We often also employ the Wishart distribution in mean parametrisation \[ \text{W}_d\left(\boldsymbol S= \frac{\boldsymbol M}{k}, k \right) \] with parameters \(\boldsymbol M= k \boldsymbol S\) and \(k\). In this parametrisation the mean is \[ \text{E}(\boldsymbol X) = \boldsymbol M= (\mu_{ij}) \] and variances are \[ \text{Var}(x_{ij}) = \frac{ \mu^2_{ij}+\mu_{ii}\mu_{jj} }{k} \]

If \(\boldsymbol S\) or \(\boldsymbol M\) is a scalar rather than a matrix then the multivariate Wishart distribution reduces to the univariate Wishart aka gamma distribution (Section 4.5).

5.6 Inverse Wishart distribution

The inverse Wishart distribution is a multivariate generalisation of the inverse gamma distribution and is linked to the Wishart distribution.

A random matrix \(\boldsymbol X\) following an inverse Wishart distribution is denoted by \[ \boldsymbol X\sim \text{W}^{-1}_d\left(\boldsymbol \Psi, \nu\right) \] where \(\boldsymbol \Psi\) is the scale parameter and \(\nu\) the shape parameter.
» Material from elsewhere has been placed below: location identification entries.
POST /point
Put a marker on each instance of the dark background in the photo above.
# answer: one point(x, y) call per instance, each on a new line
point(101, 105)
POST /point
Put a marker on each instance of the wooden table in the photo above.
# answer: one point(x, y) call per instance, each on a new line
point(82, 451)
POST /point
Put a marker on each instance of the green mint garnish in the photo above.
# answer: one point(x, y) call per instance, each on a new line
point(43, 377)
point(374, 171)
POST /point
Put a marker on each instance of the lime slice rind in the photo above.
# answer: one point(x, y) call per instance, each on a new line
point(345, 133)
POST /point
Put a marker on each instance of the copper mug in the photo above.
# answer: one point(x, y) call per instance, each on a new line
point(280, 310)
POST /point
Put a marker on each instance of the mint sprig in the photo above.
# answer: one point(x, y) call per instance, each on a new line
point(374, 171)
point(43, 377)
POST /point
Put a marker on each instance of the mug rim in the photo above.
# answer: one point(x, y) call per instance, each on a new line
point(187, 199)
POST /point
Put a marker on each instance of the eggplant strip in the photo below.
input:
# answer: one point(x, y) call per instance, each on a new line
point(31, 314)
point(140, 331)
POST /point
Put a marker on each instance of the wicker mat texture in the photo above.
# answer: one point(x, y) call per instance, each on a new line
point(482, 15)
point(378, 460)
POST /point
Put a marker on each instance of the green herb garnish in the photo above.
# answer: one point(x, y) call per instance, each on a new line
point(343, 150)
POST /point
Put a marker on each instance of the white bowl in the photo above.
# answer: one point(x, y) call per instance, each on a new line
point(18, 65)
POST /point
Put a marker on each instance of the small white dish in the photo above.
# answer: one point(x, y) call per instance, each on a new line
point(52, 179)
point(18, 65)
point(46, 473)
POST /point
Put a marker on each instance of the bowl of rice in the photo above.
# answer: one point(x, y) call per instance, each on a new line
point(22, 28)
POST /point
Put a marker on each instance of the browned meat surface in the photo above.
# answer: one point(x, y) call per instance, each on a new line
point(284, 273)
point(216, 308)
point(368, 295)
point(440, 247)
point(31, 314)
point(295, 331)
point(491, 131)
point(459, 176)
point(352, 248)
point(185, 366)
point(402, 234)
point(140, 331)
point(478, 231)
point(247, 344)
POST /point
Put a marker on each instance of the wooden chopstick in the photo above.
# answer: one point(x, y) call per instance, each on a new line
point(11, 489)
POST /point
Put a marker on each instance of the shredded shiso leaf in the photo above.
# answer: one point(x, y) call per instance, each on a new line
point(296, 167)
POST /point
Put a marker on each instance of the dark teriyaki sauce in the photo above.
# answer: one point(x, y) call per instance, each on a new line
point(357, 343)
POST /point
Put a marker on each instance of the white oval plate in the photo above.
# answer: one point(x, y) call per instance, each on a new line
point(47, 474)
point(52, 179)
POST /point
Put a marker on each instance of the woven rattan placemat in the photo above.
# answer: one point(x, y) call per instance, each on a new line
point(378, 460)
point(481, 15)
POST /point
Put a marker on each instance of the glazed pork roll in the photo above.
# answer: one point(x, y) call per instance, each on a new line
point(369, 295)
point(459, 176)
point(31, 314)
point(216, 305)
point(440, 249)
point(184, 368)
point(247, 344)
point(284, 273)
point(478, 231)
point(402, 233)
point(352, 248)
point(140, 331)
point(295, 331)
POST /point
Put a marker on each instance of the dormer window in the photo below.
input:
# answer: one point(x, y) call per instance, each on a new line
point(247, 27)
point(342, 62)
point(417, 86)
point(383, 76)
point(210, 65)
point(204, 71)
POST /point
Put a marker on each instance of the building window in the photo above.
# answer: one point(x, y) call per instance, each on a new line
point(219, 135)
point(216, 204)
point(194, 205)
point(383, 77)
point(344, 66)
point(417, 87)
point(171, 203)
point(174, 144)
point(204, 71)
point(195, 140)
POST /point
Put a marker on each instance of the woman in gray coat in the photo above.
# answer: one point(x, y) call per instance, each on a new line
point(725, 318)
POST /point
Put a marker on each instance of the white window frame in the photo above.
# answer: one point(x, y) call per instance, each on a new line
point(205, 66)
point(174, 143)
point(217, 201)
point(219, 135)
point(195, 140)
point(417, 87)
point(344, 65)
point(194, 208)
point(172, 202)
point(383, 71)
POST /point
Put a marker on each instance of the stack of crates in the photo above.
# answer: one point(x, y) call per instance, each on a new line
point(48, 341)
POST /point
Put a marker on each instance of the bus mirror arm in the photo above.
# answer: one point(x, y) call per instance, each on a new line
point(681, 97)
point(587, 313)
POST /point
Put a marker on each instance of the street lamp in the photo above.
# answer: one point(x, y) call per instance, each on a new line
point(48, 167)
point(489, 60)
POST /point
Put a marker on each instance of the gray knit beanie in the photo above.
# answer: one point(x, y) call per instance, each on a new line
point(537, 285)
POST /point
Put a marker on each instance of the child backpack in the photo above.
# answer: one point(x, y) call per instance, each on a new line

The corresponding mean is given by \[ \text{E}(\boldsymbol X) = \frac{\boldsymbol \Psi}{\nu-d-1} \] and the variances are \[ \text{Var}(x_{ij})= \frac{(\nu-d+1) \psi_{ij}^2 + (\nu-d-1) \, \psi_{ii} \psi_{jj} }{(\nu-d)(\nu-d-1)^2(\nu-d-3)} \]

The inverse of \(\boldsymbol X\) is then Wishart distributed: \[ \boldsymbol X^{-1} \sim \text{W}_d\left( \boldsymbol S= \boldsymbol \Psi^{-1} \, , k = \nu \right) \]

Instead of \(\boldsymbol \Psi\) and \(\nu\) we may use the mean parametrisation with parameters \(\kappa = \nu-d-1\) and \(\boldsymbol M= \boldsymbol \Psi/(\nu-d-1)\): \[ \boldsymbol X\sim \text{W}^{-1}_d\left(\boldsymbol \Psi= \kappa \boldsymbol M\, , \, \nu= \kappa+d+1\right) \] with mean \[ \text{E}(\boldsymbol X) =\boldsymbol M \] and variances \[ \text{Var}(x_{ij})= \frac{(\kappa+2) \mu_{ij}^2 + \kappa \, \mu_{ii} \mu_{jj} }{(\kappa + 1)(\kappa-2)} \]

If \(\boldsymbol \Psi\) or \(\boldsymbol M\) is a scalar rather than a matrix then the multivariate inverse Wishart distribution reduces to the univariate inverse Wishart aka inverse gamma distribution (Section 4.6).